Telephone lines carry electrically encoded audio. That is to say, there's a circuit that turns sound into electrical impulses, which are sent over the phone line. What frequencies need to be carried is determined by how humans speak. Whatever language you speak, the maximum frequency is determined by what frequencies the human ear can perceive.
A modem (modulator/demodulator) converts digital data into audio, which is then sent over the same phone line.
Early modems used old-style telephones with rubber cups that had speakers in them. One cup had a speaker and the other a microphone. You'd set your phone in them and it would physically make audio sounds that were converted by the phone into the electrical signaling required for the phone line.
Later on, the extra step was eliminated and the modem would plug directly into the phone line. It had the circuitry in it to emulate the same procedure, including the part that the telephone receiver did.
If you think about sending digital data over an audio channel, you may think something like Morse code. ITU modems (the ones that most people used that ran at 300 baud) didn't use Morse code, but there was a different encoding scheme called frequency shift keying that worked the same. FSK is much more difficult (generally impossible) for humans to encode and decode by hand, unlike Morse code, but faster. For reference, 100 words per minute (WPM) of Morse code is, "pretty good," and correlates to 75 baud.
Right, but still, why 300?
The speed you can use is based on what you can modulate or demodulate (often one is easier than the other), what your line can handle and how clean (error-free) your line is. The bandwidth on original analog lines was fairly limited. The rubber cups made a pretty good connection to your phone but it wasn't super fantastic. Further, the world of digital to analog conversion was relatively new (compared to now) so less was known about how to do it efficiently and cost-effectively.
Like any system, the maximum rate is determined by the maximum rate achievable by the slowest part of the system.
After weighing all the factors, the ITU published a specification for inter-device communication. For a long period of time, the quality of the existing phone lines and other factors put tolerances in the range of 300 baud FSK range.

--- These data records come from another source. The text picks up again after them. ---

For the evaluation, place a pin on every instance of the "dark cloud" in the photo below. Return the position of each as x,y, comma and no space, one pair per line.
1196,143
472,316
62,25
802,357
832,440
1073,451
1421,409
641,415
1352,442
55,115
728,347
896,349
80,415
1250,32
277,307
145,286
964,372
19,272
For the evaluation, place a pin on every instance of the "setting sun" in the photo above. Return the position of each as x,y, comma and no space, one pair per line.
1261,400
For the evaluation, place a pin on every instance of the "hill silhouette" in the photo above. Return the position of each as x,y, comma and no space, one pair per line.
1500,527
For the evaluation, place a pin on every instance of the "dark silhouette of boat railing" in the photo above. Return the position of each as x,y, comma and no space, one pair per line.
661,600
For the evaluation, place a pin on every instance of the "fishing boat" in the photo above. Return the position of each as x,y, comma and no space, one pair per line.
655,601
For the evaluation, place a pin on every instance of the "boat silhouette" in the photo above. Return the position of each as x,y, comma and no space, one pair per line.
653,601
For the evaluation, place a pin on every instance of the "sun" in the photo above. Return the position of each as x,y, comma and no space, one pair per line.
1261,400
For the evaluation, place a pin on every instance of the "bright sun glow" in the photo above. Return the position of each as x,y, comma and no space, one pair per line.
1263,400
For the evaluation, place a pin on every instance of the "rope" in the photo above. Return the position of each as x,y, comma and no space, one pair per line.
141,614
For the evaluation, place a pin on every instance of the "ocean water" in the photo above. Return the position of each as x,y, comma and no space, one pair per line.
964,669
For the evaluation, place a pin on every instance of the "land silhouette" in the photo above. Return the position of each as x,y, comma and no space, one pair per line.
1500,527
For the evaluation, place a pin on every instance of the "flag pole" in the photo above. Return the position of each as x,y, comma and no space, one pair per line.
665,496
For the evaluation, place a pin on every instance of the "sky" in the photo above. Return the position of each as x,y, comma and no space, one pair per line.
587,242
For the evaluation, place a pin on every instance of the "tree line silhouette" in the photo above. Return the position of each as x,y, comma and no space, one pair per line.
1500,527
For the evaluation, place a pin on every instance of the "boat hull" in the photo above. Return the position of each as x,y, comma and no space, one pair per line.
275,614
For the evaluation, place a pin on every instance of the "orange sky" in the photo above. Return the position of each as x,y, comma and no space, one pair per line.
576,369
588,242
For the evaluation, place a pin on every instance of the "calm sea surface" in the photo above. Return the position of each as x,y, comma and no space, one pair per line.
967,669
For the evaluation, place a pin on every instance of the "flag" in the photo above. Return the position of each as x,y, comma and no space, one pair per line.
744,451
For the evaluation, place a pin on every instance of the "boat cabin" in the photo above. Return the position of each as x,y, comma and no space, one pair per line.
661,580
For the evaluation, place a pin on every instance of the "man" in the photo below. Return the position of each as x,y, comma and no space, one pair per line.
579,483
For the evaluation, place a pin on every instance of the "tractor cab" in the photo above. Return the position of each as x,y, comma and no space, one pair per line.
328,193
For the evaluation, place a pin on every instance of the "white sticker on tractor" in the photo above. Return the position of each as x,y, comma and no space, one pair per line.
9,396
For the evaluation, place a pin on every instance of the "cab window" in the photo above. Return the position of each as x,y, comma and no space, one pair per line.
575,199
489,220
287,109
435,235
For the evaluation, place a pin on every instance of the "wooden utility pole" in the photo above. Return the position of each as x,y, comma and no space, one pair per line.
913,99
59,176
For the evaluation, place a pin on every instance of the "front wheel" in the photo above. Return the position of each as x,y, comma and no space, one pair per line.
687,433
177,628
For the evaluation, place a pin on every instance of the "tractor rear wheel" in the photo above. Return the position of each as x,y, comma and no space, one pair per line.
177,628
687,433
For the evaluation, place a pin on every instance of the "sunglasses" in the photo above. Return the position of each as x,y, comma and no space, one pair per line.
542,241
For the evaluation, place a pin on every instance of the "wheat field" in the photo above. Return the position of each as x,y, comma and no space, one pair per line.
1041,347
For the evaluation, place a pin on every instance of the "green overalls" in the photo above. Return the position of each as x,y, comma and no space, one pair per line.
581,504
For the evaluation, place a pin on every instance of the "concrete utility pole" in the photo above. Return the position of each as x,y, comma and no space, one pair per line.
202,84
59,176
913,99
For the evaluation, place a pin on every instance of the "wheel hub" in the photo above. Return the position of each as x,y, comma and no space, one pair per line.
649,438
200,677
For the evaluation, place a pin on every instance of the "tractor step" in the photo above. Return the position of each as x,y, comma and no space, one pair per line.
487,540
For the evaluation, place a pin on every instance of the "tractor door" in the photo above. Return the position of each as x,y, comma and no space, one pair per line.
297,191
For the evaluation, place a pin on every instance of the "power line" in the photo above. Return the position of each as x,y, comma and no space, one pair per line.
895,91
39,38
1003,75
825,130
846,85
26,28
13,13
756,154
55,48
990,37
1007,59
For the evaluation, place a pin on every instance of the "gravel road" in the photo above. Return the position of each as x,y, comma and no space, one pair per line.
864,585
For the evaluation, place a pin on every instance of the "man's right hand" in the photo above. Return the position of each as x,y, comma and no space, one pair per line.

Adaptive rate protocols were newer at the time these first standards were rolled out. Fixed-rate systems or user-configured rates (you agreed with your friend that you were both using 300 baud) were more common, although by the end of the phone modem, adaptive rates became the standards. If you knew your line and your modem could handle at least 300 baud, you used 300 baud.
Recap
The frequency of speech (people talking to each other) is determined by the frequency response of the human ear, figured out over thousands of years of human society. The bandwidth of the phone line was determined by the frequency of speech. The bandwidth of the modem was determined by what could be sent over the phone line. The symbol rate was determined by the available bandwidth.
It is my personal belief that the actual math (FSK symbol rate calculations, etc.) is fairly pointless unless you're trying to re-design this system, which has already been designed pretty well. Given the audio response of the ear and the mechanics of FSK, 300 was the closest round number.